Installé en contrebas de la décharge, le centre de santé de Sisdole a vu passer près de 1 500 patients au cours du dernier semestre et en attend beaucoup plus à l’avenir. Afin de faciliter la prise en charge des problèmes de santé liés aux conditions de travail des recycleurs informels, Médecins du monde travaille sur la réhabilitation de ce centre et de deux autres structures de soins de Katmandou.

Par ailleurs, l’association mène des actions pour intensifier la prévention auprès de ces travailleurs.

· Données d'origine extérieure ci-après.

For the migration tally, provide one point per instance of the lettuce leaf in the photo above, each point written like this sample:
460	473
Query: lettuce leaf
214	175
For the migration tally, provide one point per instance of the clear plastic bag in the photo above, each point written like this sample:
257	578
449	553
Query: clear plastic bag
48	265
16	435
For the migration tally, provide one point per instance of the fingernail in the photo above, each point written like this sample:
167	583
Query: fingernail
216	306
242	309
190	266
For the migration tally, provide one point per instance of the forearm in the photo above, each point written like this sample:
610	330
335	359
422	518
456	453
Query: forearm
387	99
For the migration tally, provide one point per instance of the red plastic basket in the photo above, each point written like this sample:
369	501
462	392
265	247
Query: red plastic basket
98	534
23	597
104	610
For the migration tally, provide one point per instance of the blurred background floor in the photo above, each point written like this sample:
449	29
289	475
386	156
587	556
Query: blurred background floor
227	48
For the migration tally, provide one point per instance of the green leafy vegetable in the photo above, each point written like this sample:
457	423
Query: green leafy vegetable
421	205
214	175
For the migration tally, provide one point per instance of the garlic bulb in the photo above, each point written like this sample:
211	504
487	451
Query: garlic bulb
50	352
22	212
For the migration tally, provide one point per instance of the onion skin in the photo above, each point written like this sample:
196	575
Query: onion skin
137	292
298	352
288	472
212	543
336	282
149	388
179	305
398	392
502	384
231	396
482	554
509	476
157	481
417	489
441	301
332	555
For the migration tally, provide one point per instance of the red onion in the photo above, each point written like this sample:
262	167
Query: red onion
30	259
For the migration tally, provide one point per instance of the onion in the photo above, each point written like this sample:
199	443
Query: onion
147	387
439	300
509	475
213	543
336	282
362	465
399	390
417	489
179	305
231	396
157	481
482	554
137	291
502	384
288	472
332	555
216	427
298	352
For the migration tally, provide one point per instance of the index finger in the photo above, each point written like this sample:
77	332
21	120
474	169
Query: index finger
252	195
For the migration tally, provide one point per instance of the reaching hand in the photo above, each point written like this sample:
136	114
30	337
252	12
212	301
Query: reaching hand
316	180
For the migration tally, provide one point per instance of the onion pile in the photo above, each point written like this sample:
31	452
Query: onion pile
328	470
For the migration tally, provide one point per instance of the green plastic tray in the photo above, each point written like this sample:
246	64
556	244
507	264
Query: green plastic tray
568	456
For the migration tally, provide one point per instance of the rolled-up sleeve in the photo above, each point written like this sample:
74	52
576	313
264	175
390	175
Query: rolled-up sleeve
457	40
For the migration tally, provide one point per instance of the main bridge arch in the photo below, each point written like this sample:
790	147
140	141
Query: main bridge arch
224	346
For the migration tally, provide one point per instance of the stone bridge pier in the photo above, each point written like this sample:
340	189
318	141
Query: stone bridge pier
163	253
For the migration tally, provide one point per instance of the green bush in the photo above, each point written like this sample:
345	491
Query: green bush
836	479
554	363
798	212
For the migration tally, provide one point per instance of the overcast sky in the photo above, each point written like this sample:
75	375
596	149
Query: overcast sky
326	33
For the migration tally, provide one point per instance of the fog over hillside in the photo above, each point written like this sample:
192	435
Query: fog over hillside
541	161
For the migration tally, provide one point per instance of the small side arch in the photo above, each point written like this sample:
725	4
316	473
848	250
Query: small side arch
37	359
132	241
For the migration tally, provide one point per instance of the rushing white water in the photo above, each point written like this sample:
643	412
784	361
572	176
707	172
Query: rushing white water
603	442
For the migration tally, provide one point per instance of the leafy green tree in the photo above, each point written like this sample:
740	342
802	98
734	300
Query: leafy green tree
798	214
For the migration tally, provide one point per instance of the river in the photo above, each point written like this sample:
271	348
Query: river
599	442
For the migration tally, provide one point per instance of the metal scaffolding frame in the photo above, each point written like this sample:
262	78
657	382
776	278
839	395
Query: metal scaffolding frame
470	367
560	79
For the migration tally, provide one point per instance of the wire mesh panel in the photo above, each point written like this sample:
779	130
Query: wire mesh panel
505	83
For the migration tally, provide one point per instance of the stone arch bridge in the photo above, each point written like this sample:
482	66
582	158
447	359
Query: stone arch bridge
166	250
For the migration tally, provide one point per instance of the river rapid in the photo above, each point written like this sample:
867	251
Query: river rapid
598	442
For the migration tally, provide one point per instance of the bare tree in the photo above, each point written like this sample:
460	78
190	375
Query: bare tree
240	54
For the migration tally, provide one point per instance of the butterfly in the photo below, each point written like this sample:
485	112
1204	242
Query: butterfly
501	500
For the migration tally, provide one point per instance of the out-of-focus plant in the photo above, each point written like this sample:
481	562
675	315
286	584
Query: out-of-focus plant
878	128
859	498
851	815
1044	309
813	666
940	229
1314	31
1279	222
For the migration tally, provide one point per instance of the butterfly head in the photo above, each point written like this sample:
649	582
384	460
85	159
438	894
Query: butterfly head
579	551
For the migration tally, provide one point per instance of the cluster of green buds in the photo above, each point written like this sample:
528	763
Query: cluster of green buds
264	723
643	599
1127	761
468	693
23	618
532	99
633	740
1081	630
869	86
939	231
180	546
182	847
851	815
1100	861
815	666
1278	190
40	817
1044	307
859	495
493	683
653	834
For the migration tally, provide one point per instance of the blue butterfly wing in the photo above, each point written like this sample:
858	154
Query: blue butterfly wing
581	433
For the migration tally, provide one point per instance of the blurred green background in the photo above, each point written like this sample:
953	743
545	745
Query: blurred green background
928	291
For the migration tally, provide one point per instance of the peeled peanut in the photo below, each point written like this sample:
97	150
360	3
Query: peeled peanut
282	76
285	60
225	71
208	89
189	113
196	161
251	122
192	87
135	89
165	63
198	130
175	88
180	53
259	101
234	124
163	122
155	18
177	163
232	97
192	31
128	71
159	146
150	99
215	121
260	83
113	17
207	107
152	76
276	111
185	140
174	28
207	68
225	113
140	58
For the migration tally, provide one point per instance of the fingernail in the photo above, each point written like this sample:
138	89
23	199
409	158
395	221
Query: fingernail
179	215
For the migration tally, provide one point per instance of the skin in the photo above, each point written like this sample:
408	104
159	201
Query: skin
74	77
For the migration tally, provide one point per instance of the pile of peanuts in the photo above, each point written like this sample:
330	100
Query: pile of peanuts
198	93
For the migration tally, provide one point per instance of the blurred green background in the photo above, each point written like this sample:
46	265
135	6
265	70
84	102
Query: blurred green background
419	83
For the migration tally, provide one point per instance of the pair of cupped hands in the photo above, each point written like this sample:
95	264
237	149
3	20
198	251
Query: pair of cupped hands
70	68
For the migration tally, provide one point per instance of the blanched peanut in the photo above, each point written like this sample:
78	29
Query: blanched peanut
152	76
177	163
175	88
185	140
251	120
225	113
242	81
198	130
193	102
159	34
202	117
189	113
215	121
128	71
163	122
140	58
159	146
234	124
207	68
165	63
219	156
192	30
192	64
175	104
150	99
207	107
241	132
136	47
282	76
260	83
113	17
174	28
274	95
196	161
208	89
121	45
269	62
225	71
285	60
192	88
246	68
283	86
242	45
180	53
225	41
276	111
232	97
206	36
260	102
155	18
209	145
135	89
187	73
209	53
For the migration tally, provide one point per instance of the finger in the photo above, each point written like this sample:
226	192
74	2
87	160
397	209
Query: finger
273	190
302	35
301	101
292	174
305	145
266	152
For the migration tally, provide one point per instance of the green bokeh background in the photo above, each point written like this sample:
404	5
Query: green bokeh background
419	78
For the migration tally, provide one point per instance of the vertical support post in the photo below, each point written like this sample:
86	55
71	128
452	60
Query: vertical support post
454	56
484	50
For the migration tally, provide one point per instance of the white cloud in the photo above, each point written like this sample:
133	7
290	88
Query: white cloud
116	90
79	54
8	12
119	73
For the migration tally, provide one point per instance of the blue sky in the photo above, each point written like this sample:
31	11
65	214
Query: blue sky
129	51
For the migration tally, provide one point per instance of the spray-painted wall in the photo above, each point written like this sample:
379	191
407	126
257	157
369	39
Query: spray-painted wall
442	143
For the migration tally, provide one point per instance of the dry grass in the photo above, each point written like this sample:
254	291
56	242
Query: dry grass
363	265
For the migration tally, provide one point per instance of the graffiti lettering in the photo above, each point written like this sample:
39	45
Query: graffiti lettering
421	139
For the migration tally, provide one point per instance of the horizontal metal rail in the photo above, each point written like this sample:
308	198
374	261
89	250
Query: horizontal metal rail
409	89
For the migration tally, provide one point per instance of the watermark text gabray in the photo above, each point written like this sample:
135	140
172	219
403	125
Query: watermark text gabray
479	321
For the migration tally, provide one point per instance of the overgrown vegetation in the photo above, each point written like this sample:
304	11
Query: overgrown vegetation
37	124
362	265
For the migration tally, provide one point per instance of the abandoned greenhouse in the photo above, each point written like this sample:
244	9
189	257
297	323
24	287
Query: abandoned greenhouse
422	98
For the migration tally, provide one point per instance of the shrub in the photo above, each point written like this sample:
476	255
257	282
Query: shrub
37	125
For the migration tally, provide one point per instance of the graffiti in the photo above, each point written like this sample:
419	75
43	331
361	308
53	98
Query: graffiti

D’une part en fournissant du matériel de protection – gants, chaussures, masques et filtres – pour limiter les risques sanitaires, mais également en organisant des sessions de sensibilisation et de formation. Au bord de la rivière Bagmati, qui traverse la ville, des travailleurs sont ainsi invités à commenter les cas présentés par deux animatrices de PHASE, le partenaire népalais de Médecins du Monde.

L’association mène des actions pour intensifier la prévention auprès de ces travailleurs.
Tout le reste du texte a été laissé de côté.